Besides, the purpose of my example was not to suggest that the US Navy was always a top heavy navy, but rather simply to demonstrate that if there is a period of time where USN could have a significantly top heavy Navy that is much more top heavy than basically every other Navy in the world and have more modern surface combatants of the 9k-10k weight class than basically every other navy in the world, then I don't see why it would be unreasoanble for the Chinese Navy to have a significant number of 055s in service when complemented by a similarly large medium destroyer force and a significantly larger frigate force as part of their orbat, and then eventually transition to a two tier fleet of 055s and majority 6k ton or so frigate, both which are much more reasonable force distributions than what the USN has found itself in over the last decade or so with their Burkes and Ticos.
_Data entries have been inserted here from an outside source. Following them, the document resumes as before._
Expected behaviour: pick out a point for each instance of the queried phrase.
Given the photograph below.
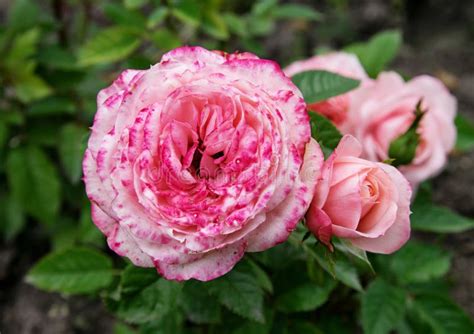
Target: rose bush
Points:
(342, 63)
(365, 202)
(383, 109)
(199, 159)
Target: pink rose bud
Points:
(199, 159)
(365, 202)
(384, 109)
(341, 63)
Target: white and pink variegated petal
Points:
(211, 265)
(192, 54)
(109, 101)
(124, 82)
(399, 233)
(94, 187)
(290, 101)
(282, 220)
(122, 243)
(349, 146)
(103, 221)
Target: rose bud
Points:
(386, 108)
(199, 159)
(365, 202)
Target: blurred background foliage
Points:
(56, 55)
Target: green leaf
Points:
(3, 133)
(30, 87)
(430, 217)
(71, 271)
(123, 329)
(71, 150)
(378, 52)
(156, 17)
(318, 86)
(134, 279)
(123, 17)
(417, 262)
(23, 47)
(236, 24)
(198, 305)
(324, 131)
(383, 306)
(305, 297)
(340, 268)
(465, 138)
(53, 105)
(442, 315)
(215, 25)
(154, 302)
(187, 11)
(34, 183)
(347, 248)
(56, 57)
(296, 11)
(13, 217)
(240, 293)
(264, 7)
(261, 276)
(402, 149)
(252, 327)
(133, 4)
(171, 323)
(23, 15)
(165, 39)
(306, 327)
(108, 46)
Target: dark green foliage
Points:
(51, 69)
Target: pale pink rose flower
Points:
(384, 109)
(341, 63)
(199, 159)
(365, 202)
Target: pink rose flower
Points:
(365, 202)
(384, 109)
(341, 63)
(199, 159)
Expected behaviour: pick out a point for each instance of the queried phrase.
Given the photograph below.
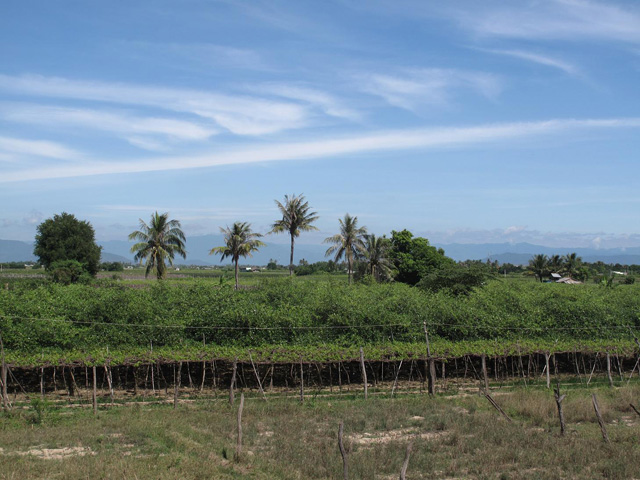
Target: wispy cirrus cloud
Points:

And it isn't that the USN hasn't wanted to have smaller warships, it simply encountered the same financial debacles with the LCS program that it encountered with the Zumwalt program, though on a somewhat lesser scale, resulting in significant delays and cutbacks to both LCS classes. Had the USN had its way and things worked out between them and LM/Austal the LCS program would have introduced ships at a near replacement pace for the Perry, though admittedly not one-for-one or exactly at the pace of Perry retirement. So no, an "almost all" 9k-10k fleet has certainly not been entirely intentional, though this lopsidedness has been tolerated (until recently), like I said before, due to USN hubris about its force requirements and its capabilities vis a vis its potential adversaries. China has never had this luxury and does not now or will in the forseeable future, so there is no reason to believe it has any intention to adopt a similarly high end force structure that is even remotely inspired by the USN.
See the above part.
Who said China CANNOT adopt a force structure that you and Lethe imagine? Nobody, including me. We are speculating and disagreeing on whether it actually WILL adopt this or that force structure. I don't feel it's sound to go to a two-tier navy, and you do. That is all.
Okay, fair enough no problem with that.
If you're not saying that China CANNOT adopt a force structure like what Lethe and I imagine (i.e.: that it is plausible) then I have no further disagreement.